I'm trying to think of a less poetic way of explaining how I experience Ni. I find it difficult because – I think someone already mentioned this (in this thread?) – it seems as though it
prefers to remain mysterious even to itself or its users. In short: most of the time I'm rather baffled by the way my mind works.
Someone recently said I give too much credit to Ni as I was explaining a precognition I had, but I don't think I do. That's just the way it works. I had an epiphany some while ago about the way Se and Ni work together – it's as though I gain information by looking
past my surroundings, and I might literally just stare at something for extended periods of time, spacing out, and then all of a sudden there's a sort of a "blip" in my head and I realize my unconscious had been processing information the whole time which lead to an understanding of something. Which is why I just often suck in new information perhaps without fully understanding it, because I can oftentimes trust that once I have it there, my mind will subconsciously keep processing it until it's time for it to surface again and sort of settle in properly.
I recall someone once saying that Ni is sort of like Ti, but without the logical steps it needs to arrive to a conclusion. I think a similar comparison has been made with Ne and Ni, but anyway. I arrive to all sorts of conclusions without fully knowing why. Combined with Te PoLR, this has sabotaged all of my math tests in my entire life. I always get minus points for not including the calculation in my answer, just the correct outcome
Socially speaking, being Ni base sort of really sucks. You simply cannot communicate the way your head works to anyone but other Ni bases. Being an IEI, I can mend that a bit with Fe, but I have never wondered for a minute why a lot of ILIs have prolems relating to other people. And it's so strange meeting another Ni base! I recently met a slightly schizophrenic ILI. He was telling me about some models and theories he'd been constructing lately, and as I listened, I realized I hadn't understood a word he said, yet still understood what he
meant, as a whole. Some parts of the conversation were just us two cutting each other off and completing each others' thoughts – and not sentences, but thoughts. As though there was just this air of understanding what we meant.
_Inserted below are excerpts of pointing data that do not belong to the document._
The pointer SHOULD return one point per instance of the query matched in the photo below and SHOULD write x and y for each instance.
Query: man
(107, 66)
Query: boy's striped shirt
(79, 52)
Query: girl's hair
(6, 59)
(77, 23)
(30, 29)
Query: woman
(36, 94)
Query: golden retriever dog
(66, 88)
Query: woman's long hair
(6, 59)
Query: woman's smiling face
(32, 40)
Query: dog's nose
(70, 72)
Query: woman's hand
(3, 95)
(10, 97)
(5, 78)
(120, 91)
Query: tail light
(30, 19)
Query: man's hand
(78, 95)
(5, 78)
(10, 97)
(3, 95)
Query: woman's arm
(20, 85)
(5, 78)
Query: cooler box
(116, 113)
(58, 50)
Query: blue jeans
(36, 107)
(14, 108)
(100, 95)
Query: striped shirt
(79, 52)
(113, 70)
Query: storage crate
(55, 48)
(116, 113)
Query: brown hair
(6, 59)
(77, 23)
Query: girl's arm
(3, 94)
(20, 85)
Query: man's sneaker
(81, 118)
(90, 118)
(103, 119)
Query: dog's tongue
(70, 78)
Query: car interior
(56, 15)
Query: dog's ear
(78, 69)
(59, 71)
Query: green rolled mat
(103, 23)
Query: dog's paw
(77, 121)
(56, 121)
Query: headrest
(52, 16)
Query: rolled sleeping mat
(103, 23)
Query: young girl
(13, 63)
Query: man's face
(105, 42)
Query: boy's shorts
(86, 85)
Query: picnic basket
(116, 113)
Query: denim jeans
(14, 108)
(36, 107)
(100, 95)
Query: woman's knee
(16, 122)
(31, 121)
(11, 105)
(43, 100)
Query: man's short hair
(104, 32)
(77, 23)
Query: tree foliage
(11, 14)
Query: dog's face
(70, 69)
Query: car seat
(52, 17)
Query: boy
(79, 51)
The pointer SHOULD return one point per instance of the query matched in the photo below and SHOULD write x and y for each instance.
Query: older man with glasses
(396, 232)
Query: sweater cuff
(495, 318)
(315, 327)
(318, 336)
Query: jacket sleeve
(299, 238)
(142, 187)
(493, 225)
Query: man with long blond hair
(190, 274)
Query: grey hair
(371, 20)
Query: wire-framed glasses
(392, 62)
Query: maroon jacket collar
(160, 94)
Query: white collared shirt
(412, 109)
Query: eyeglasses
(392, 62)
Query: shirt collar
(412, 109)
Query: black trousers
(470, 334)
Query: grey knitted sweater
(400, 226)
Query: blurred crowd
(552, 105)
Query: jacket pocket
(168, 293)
I've come to hate it when people ask me what I usually think about. Umm? Colours? Abstract patterns? No kidding. That's pretty much all I can see besides some random mental chatter. That and hot imaginary sex. What you gon make of that?
It's weird, but meditation has helped me understand the way my mind operates a lot better. It helps when you learn to sort of "rest" your awareness, all the while becoming more and more all-encompassing. I'm also glad to have switched my perception from mind-body dualism to monism. I feel less like I'm torn in two, half of me in my body and half of me in my mind, and feel more like I'm on a bridge in between that makes them into one. I don't know if I put that very well but that's the best I can do.
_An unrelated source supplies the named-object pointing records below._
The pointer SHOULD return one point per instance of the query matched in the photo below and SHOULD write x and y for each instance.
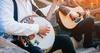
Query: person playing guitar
(72, 16)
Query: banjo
(45, 42)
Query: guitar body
(48, 40)
(66, 21)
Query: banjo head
(48, 40)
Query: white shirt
(9, 25)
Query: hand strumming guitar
(43, 30)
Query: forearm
(15, 28)
(63, 9)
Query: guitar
(67, 21)
(45, 42)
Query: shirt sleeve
(9, 25)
As for Ni being time-based... I think a lot of people sort of misunderstand what that means. An SLE was once sorely disappointed after asking me where I was going with my life... I think he expected me to have this script containing everything that was ever going to happen to me, when in fact I just usually have these vague abstract images of some distant future and I require something more tangible to start from before I can actually concretely see where I'm heading and what leads where. When the time comes, I
will know, but only as it's already approaching and near. I mean, yeah, there
are patterns and cycles too but the farther they are, the more vague they usually seem. It's just like regular seeing. The farther things are, the less detail you see. Ugh.
T.S. Eliot's Four Quartets in four dimensions.
I had a great last paragraph/bottom line in my head but it escaped. I paid a visit to a retirement home last week and found the old age fascinating. Old people make no sense and it makes so much sense. I could seriously almost taste the strings that had pulled them there.